Of course, not all failures are created equal. Using the wrong units of measurement on a high school test leads to points off your grade. Do it in your job, NASA loses a Mars orbiter. Poorly designed impact protection is messy when you’re dropping eggs off ladders, but can lead to serious injury or loss of life in car crashes. The cost of failure varies, as does the potential value of the lessons learned from examining failures. Naturally, we’d like to minimize the costs of failure while maximizing the value of learning from them — so test environments exist to help us do both those things. Simulations using physical and/or computational modeling allow for hypothesis testing in a way that lets us explore the failure space faster, safer, cheaper, and more completely than “testing in prod”.

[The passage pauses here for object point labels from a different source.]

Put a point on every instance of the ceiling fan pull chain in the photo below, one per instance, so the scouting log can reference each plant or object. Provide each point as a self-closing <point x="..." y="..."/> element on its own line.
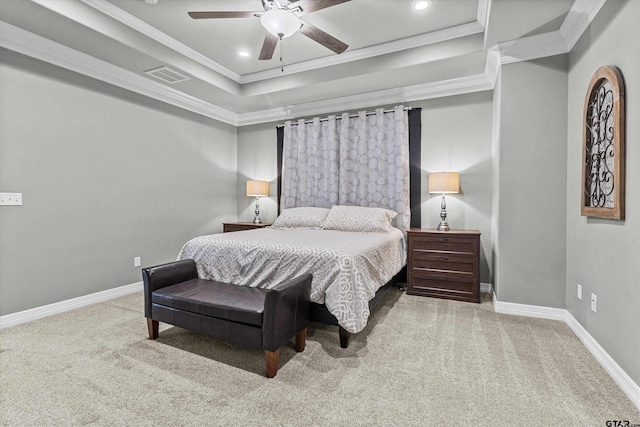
<point x="281" y="55"/>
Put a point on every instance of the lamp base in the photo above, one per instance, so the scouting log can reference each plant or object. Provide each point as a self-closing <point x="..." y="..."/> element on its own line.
<point x="257" y="219"/>
<point x="443" y="226"/>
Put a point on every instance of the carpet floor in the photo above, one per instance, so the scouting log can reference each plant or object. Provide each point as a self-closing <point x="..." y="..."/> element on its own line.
<point x="419" y="362"/>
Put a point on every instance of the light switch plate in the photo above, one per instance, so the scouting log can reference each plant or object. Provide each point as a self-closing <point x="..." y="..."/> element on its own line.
<point x="10" y="199"/>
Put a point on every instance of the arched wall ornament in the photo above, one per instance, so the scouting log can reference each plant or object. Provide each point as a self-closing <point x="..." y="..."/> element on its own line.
<point x="603" y="146"/>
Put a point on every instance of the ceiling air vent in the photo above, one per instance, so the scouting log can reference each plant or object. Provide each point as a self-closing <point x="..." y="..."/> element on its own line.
<point x="167" y="75"/>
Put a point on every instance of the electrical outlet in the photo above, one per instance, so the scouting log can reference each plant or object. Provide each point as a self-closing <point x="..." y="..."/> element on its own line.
<point x="11" y="199"/>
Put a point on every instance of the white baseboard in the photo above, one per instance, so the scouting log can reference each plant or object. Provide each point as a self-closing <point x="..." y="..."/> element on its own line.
<point x="71" y="304"/>
<point x="486" y="288"/>
<point x="624" y="381"/>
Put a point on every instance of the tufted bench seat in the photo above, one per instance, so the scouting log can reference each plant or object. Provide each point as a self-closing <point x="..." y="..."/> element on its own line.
<point x="255" y="317"/>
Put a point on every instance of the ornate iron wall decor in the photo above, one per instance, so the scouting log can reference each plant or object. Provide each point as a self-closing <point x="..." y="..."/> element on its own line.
<point x="603" y="146"/>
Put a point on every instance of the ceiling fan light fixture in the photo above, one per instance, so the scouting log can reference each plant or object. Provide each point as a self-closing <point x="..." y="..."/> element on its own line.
<point x="280" y="23"/>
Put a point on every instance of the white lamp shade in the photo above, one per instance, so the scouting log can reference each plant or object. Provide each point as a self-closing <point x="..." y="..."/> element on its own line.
<point x="444" y="182"/>
<point x="280" y="23"/>
<point x="257" y="188"/>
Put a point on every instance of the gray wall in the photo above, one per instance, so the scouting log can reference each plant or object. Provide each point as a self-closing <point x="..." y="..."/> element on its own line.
<point x="604" y="255"/>
<point x="106" y="175"/>
<point x="456" y="136"/>
<point x="531" y="161"/>
<point x="257" y="159"/>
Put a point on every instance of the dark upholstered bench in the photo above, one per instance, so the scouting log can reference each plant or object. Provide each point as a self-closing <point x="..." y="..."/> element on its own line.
<point x="259" y="318"/>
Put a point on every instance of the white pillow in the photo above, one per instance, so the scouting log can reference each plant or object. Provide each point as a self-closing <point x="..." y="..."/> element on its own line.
<point x="307" y="217"/>
<point x="359" y="219"/>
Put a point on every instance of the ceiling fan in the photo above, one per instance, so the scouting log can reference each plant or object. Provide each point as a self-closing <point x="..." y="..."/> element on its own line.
<point x="281" y="18"/>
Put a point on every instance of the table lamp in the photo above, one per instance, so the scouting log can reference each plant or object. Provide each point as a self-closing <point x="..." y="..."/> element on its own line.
<point x="444" y="182"/>
<point x="257" y="189"/>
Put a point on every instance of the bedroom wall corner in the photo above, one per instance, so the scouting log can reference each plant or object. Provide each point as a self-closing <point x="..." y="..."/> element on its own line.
<point x="531" y="158"/>
<point x="257" y="159"/>
<point x="106" y="175"/>
<point x="456" y="136"/>
<point x="602" y="255"/>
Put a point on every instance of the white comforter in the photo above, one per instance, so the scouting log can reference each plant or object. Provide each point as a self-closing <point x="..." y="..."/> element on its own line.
<point x="348" y="268"/>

It’s important to learn from failure — not just our own, but that of others as well. If you’re going to err, it’s best to be original. New mistakes are more valuable than repeated ones. It’s often a blow to our egos to realize we’ve done something stupid, and we may instinctively want to bury the mistake, but this does everyone a disservice. Reducing repeat failures requires opening up a museum of past errors and lessons learned.
Onboarding new team members has been a non-negligible part of nearly every job I’ve ever held, and when I’m introducing someone to a data product, model, or project, I try to make a point of walking through a recent failure/issue, rather than simply describe the theoretical “here’s how it works”. This serves multiple purposes — introduce the topic (with its warts), demonstrate the mechanics of debugging issues related to the topic, and lower the barrier to bringing future problems to me for discussion. That’s useful on a limited scale, but normalizing failure and talking about it need to happen more widely. Data Mishaps Night does this at community scale. The third annual DaMN (best acronym ever, btw) is coming up on 2023-02-23, and registration and request for speaker submissions are open now.

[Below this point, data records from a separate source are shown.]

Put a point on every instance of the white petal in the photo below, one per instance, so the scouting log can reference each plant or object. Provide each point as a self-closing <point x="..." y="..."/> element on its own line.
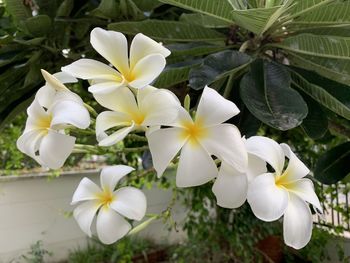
<point x="113" y="46"/>
<point x="105" y="87"/>
<point x="70" y="112"/>
<point x="196" y="167"/>
<point x="297" y="223"/>
<point x="296" y="169"/>
<point x="225" y="142"/>
<point x="86" y="190"/>
<point x="65" y="77"/>
<point x="142" y="46"/>
<point x="92" y="69"/>
<point x="304" y="188"/>
<point x="230" y="188"/>
<point x="146" y="70"/>
<point x="268" y="150"/>
<point x="45" y="96"/>
<point x="122" y="100"/>
<point x="55" y="149"/>
<point x="29" y="142"/>
<point x="110" y="226"/>
<point x="267" y="201"/>
<point x="109" y="119"/>
<point x="116" y="136"/>
<point x="164" y="144"/>
<point x="160" y="108"/>
<point x="53" y="82"/>
<point x="256" y="166"/>
<point x="130" y="202"/>
<point x="84" y="214"/>
<point x="214" y="109"/>
<point x="35" y="111"/>
<point x="110" y="175"/>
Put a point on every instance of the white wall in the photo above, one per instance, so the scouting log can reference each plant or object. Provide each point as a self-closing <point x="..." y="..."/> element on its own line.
<point x="33" y="208"/>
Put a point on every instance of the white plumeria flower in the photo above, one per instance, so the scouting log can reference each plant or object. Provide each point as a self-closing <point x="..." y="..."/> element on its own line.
<point x="231" y="186"/>
<point x="152" y="107"/>
<point x="199" y="139"/>
<point x="146" y="62"/>
<point x="54" y="84"/>
<point x="43" y="138"/>
<point x="109" y="204"/>
<point x="282" y="192"/>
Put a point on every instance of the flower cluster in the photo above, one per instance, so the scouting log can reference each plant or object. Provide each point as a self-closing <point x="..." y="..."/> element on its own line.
<point x="197" y="142"/>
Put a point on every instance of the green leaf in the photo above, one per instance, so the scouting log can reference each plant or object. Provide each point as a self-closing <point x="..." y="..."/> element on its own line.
<point x="183" y="51"/>
<point x="334" y="14"/>
<point x="38" y="26"/>
<point x="18" y="10"/>
<point x="333" y="166"/>
<point x="315" y="124"/>
<point x="335" y="69"/>
<point x="217" y="66"/>
<point x="175" y="74"/>
<point x="220" y="9"/>
<point x="316" y="45"/>
<point x="331" y="98"/>
<point x="266" y="92"/>
<point x="168" y="30"/>
<point x="254" y="20"/>
<point x="204" y="20"/>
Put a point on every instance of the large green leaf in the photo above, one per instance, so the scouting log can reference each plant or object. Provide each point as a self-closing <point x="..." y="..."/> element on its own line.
<point x="184" y="51"/>
<point x="334" y="14"/>
<point x="204" y="20"/>
<point x="217" y="66"/>
<point x="316" y="123"/>
<point x="266" y="92"/>
<point x="333" y="166"/>
<point x="335" y="98"/>
<point x="254" y="20"/>
<point x="335" y="69"/>
<point x="221" y="9"/>
<point x="168" y="30"/>
<point x="316" y="45"/>
<point x="175" y="74"/>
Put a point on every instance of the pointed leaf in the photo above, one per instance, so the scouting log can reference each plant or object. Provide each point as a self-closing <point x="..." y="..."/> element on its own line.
<point x="266" y="92"/>
<point x="168" y="30"/>
<point x="217" y="66"/>
<point x="333" y="166"/>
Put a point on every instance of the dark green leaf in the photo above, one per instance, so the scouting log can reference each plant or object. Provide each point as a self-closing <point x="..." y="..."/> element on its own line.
<point x="266" y="92"/>
<point x="168" y="30"/>
<point x="217" y="66"/>
<point x="333" y="166"/>
<point x="316" y="123"/>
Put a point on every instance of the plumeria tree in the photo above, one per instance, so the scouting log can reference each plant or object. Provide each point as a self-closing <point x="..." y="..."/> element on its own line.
<point x="193" y="89"/>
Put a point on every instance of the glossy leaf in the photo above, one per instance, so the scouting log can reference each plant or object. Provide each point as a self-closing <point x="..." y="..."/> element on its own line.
<point x="327" y="98"/>
<point x="220" y="9"/>
<point x="217" y="66"/>
<point x="333" y="166"/>
<point x="168" y="30"/>
<point x="175" y="74"/>
<point x="266" y="92"/>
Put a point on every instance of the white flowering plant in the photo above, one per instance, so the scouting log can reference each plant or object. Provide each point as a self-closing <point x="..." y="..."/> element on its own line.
<point x="191" y="91"/>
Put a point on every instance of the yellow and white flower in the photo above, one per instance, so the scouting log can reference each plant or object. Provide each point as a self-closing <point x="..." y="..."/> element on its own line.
<point x="110" y="205"/>
<point x="282" y="192"/>
<point x="198" y="139"/>
<point x="145" y="63"/>
<point x="151" y="107"/>
<point x="43" y="138"/>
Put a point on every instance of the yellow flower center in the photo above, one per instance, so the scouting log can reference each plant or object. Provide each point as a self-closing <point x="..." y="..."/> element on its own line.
<point x="105" y="198"/>
<point x="194" y="131"/>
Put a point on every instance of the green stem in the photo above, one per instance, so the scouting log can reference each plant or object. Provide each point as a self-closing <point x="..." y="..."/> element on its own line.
<point x="229" y="86"/>
<point x="91" y="110"/>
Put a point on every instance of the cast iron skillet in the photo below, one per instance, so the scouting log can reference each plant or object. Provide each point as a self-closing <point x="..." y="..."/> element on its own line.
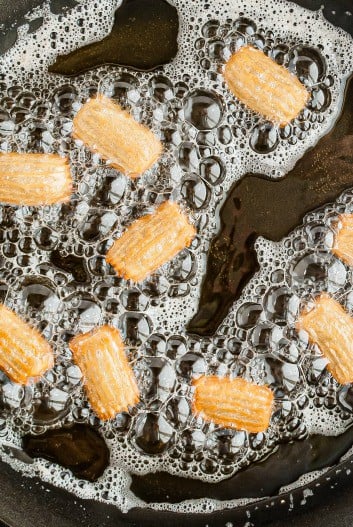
<point x="27" y="502"/>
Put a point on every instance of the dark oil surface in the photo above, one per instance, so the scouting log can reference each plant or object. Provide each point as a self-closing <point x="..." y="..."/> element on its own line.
<point x="258" y="206"/>
<point x="260" y="479"/>
<point x="79" y="448"/>
<point x="143" y="37"/>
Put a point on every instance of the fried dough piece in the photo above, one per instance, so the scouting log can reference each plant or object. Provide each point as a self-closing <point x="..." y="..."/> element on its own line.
<point x="150" y="242"/>
<point x="107" y="129"/>
<point x="108" y="377"/>
<point x="343" y="244"/>
<point x="264" y="86"/>
<point x="24" y="352"/>
<point x="330" y="327"/>
<point x="233" y="403"/>
<point x="34" y="179"/>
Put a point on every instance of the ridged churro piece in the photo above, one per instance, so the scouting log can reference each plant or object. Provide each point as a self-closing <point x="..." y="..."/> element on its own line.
<point x="264" y="86"/>
<point x="330" y="327"/>
<point x="24" y="352"/>
<point x="107" y="375"/>
<point x="107" y="129"/>
<point x="233" y="403"/>
<point x="343" y="243"/>
<point x="150" y="242"/>
<point x="34" y="179"/>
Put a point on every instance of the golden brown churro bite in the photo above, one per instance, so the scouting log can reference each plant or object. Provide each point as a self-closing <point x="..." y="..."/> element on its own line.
<point x="24" y="352"/>
<point x="150" y="242"/>
<point x="330" y="327"/>
<point x="107" y="375"/>
<point x="264" y="86"/>
<point x="343" y="243"/>
<point x="233" y="403"/>
<point x="107" y="129"/>
<point x="34" y="179"/>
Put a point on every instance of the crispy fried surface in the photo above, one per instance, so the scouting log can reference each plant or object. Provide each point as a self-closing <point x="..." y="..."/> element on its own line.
<point x="107" y="129"/>
<point x="34" y="179"/>
<point x="343" y="244"/>
<point x="150" y="242"/>
<point x="108" y="377"/>
<point x="24" y="353"/>
<point x="331" y="328"/>
<point x="233" y="403"/>
<point x="264" y="86"/>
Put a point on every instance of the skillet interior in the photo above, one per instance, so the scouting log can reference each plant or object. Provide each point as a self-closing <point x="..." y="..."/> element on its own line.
<point x="28" y="502"/>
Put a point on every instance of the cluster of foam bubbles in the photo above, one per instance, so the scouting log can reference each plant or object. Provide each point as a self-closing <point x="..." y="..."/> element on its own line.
<point x="54" y="272"/>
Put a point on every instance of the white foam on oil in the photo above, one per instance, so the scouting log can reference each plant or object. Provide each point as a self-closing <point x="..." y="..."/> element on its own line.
<point x="26" y="65"/>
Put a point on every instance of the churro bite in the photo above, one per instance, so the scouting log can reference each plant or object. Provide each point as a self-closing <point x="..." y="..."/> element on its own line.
<point x="264" y="86"/>
<point x="24" y="352"/>
<point x="108" y="378"/>
<point x="233" y="403"/>
<point x="150" y="242"/>
<point x="34" y="179"/>
<point x="105" y="128"/>
<point x="343" y="242"/>
<point x="330" y="327"/>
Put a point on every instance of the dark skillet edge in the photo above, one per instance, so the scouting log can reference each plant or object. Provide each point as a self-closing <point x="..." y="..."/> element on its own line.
<point x="43" y="505"/>
<point x="26" y="502"/>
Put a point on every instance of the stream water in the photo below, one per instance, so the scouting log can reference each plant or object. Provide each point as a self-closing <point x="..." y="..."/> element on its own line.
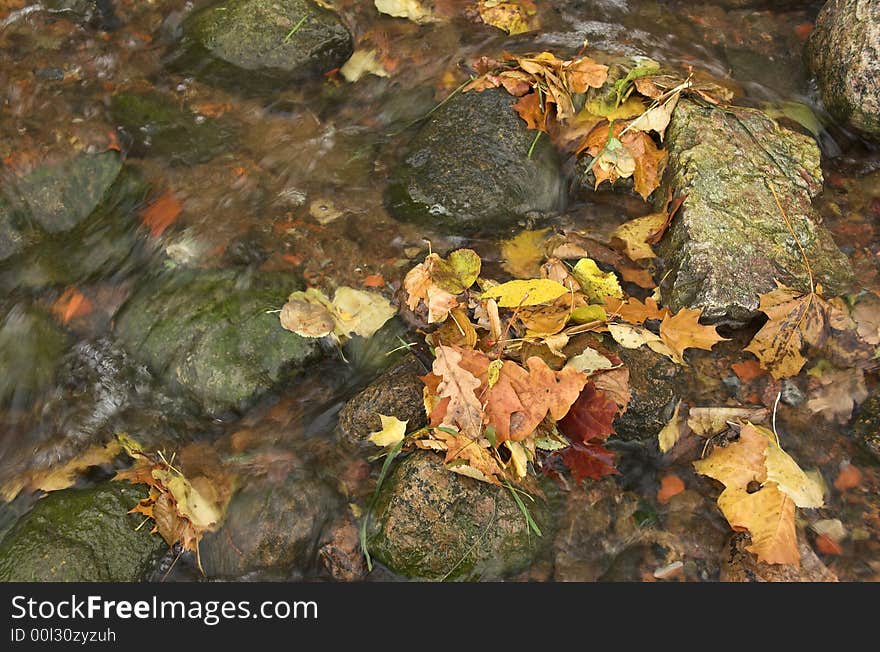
<point x="294" y="181"/>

It’s important to share our failures, and to create safe environments for others to feel comfortable sharing theirs. This is especially true for people in positions of relative power (managers, experienced folks, parents), but applies to everyone. The more our past failures are brought out into the open, the easier it is to share in the lessons learned from them — and the more likely we are to have our future mistakes be new and different.